= Mayors of Rumson, New Jersey =

Number of mayors of Rumson, New Jersey by party affiliation^{[A]}
| Party |  | Mayors |
|---|---|---|
|  | Democratic | 1 |
|  | Republican | 8 |
|  | undetermined | 8 |

Rumson, New Jersey, was incorporated on June 18, 1907. It is governed under the borough form of New Jersey municipal government. The governing body consists of a mayor and a borough council comprising six council members, with all positions elected at-large on a partisan basis as part of the November general election. A mayor is elected directly by the voters to a four-year term of office. The borough council consists of six members elected to serve three-year terms on a staggered basis, with two seats coming up for election each year in a three-year cycle. The borough form of government used by Rumson, the most common system used in the state, is a "weak mayor / strong council" government in which council members act as the legislative body with the mayor presiding at meetings and voting only in the event of a tie. The mayor can veto ordinances subject to an override by a two-thirds majority vote of the council. The mayor makes committee and liaison assignments for council members, and most appointments are made by the mayor with the advice and consent of the council.

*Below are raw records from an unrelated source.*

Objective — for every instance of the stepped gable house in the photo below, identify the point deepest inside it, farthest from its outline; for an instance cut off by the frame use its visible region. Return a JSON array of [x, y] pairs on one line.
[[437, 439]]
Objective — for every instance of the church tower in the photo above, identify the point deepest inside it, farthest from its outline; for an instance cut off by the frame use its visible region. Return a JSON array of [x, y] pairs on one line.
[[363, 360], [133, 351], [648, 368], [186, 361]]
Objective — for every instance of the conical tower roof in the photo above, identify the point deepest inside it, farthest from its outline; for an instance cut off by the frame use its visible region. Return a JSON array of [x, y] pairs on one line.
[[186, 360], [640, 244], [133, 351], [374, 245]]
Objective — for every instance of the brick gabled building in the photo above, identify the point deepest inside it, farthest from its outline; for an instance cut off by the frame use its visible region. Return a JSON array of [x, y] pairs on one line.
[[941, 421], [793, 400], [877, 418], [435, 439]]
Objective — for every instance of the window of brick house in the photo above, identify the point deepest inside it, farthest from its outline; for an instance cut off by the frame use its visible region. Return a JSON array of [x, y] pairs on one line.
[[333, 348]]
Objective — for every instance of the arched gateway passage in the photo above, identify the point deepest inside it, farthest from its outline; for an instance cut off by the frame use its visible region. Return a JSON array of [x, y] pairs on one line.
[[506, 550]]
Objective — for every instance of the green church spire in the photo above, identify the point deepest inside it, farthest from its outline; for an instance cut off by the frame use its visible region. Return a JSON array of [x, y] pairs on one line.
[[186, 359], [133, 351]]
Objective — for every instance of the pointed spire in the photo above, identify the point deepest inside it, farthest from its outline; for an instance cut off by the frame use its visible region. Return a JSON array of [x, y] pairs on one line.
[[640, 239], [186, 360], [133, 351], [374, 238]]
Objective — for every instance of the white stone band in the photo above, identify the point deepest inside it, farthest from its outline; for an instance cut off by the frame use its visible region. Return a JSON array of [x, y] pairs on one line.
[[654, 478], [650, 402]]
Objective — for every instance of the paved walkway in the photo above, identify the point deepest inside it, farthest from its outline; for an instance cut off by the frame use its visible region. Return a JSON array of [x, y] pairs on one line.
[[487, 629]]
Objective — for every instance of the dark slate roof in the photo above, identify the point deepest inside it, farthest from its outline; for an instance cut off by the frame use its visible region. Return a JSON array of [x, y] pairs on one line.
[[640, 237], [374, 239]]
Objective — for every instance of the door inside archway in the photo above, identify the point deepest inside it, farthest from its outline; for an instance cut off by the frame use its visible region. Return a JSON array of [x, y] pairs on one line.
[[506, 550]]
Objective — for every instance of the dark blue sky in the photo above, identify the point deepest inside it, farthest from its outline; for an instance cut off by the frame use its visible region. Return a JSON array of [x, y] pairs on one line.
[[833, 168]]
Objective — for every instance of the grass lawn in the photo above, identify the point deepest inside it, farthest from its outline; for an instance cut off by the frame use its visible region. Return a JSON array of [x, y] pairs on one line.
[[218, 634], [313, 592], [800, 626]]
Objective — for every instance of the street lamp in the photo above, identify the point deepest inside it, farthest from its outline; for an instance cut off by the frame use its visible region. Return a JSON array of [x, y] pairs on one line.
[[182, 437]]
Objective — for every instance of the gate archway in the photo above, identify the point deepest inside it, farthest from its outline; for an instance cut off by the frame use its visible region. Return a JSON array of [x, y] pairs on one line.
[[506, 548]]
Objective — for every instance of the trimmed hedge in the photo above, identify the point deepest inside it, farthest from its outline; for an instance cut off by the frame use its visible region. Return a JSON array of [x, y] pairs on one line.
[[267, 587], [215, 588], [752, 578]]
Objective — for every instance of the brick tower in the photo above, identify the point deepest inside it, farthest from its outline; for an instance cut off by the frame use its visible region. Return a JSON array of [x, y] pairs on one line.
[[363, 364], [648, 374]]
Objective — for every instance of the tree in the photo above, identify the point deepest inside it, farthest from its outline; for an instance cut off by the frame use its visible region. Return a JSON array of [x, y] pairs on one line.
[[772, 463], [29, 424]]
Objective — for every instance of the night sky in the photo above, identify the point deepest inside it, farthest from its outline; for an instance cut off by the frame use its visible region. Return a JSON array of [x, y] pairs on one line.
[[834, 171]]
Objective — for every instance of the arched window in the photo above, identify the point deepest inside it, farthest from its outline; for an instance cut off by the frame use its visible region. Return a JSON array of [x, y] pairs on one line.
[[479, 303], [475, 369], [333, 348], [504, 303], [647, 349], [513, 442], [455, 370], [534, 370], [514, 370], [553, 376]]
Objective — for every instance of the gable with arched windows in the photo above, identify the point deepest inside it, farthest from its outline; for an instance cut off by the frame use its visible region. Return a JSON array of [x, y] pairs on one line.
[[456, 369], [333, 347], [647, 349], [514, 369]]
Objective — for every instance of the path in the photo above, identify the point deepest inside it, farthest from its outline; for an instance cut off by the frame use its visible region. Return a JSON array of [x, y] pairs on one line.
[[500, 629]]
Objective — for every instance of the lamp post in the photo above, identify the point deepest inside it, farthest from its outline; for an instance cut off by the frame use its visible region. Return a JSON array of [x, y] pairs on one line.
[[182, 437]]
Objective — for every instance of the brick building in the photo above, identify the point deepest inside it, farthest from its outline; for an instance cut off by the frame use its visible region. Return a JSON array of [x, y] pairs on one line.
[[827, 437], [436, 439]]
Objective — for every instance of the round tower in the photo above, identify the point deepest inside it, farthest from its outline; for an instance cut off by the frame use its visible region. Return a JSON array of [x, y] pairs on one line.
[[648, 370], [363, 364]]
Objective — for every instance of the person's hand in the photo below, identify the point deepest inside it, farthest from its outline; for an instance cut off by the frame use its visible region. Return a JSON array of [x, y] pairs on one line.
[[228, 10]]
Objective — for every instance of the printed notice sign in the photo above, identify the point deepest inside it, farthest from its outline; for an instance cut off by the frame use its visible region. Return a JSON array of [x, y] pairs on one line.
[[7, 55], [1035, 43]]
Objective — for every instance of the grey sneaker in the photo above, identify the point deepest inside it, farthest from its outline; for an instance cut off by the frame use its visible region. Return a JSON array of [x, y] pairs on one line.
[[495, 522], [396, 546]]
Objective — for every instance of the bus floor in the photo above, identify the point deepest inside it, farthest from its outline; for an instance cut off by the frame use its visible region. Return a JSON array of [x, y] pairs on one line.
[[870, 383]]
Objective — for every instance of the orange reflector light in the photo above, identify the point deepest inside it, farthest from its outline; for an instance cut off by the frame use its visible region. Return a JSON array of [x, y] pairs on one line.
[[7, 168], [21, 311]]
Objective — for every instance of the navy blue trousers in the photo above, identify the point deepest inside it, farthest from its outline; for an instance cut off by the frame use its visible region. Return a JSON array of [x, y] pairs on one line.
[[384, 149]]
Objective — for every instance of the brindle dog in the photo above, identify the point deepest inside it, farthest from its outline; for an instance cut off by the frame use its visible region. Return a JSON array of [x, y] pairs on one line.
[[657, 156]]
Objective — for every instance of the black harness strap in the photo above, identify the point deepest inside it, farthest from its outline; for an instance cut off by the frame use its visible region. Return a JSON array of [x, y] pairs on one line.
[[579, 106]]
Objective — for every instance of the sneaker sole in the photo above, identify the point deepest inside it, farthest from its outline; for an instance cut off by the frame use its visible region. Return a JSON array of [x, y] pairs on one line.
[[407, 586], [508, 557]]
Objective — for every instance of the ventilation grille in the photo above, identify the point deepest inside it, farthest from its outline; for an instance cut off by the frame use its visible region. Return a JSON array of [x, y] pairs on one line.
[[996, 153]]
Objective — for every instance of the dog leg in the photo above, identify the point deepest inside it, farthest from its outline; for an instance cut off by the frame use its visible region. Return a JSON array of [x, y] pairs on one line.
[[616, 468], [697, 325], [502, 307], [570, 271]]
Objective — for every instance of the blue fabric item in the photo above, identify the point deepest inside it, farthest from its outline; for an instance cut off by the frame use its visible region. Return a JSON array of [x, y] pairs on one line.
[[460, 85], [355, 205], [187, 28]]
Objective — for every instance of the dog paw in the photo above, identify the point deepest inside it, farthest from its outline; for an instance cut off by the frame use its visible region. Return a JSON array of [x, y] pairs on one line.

Frank McMahon was the first mayor of Rumson, New Jersey. The current mayor of Rumson, New Jersey, is John E. Ekdahl.

==Mayors==

| # |  | Mayor | Took office | Left office | Party | Notes |
|---|---|---|---|---|---|---|
| 1 |  | Frank McMahon | June 18, 1907 | 1909 | undetermined | Frank McMahon was the first mayor of Rumson, New Jersey. |
| 2 |  | John Minton Corlies | 1910 | 1921 | Democratic | He also served as the Director of the Monmouth County, New Jersey Board of Chosen Freeholders. |
| 3 |  | William H. Mahoney | 1922 | 1923 | undetermined |  |
| 4 |  | William Warren Barbour | 1924 | 1929 | Republican | Amateur heavyweight boxing champion; later served in the United States Senate. |
| 5 |  | Van R. Halsey | 1930 | 1935 | undetermined |  |
| 6 |  | Neilson Edwards | 1936 | 1937 | undetermined |  |
| 7 |  | James Coats Auchincloss | 1938 | 1942 | Republican | Later served in the United States House of Representatives. |
| 8 |  | Louis M. Hague | 1943 | 1947 | undetermined |  |
| 9 |  | J. Edward Wilson | 1948 | 1949 | undetermined |  |
| 10 |  | Peter Hood Ballantine Cumming | 1950 | 1951 | undetermined | Previously a business executive. |
| 11 |  | Francis J. Nary | 1952 | 1957 | undetermined |  |
| 12 |  | Peter Cartmell | 1958 | 1961 | Republican |  |
| 13 |  | Charles S. Callman | 1962 | 1967 | Republican | This was his first term. |
| 14 |  | John O. Teeter | 1968 | 1980 | Republican |  |
| 15 |  | Charles Francis Paterno | 1980 | October 1, 1989 | Republican |  |
| 16 |  | Charles S. Callman | October 12, 1989 | December 31, 2003 | Republican | This was his second term. |
| 17 |  | John E. Ekdahl | January 1, 2004 | incumbent | Republican | John E. Ekdahl is the current mayor of Rumson, New Jersey. He has been serving for 22 years, 58 days. |

Notes

A. Table only includes Borough mayors. 17 people have served as mayor, one twice; the table includes this non-consecutive term as well.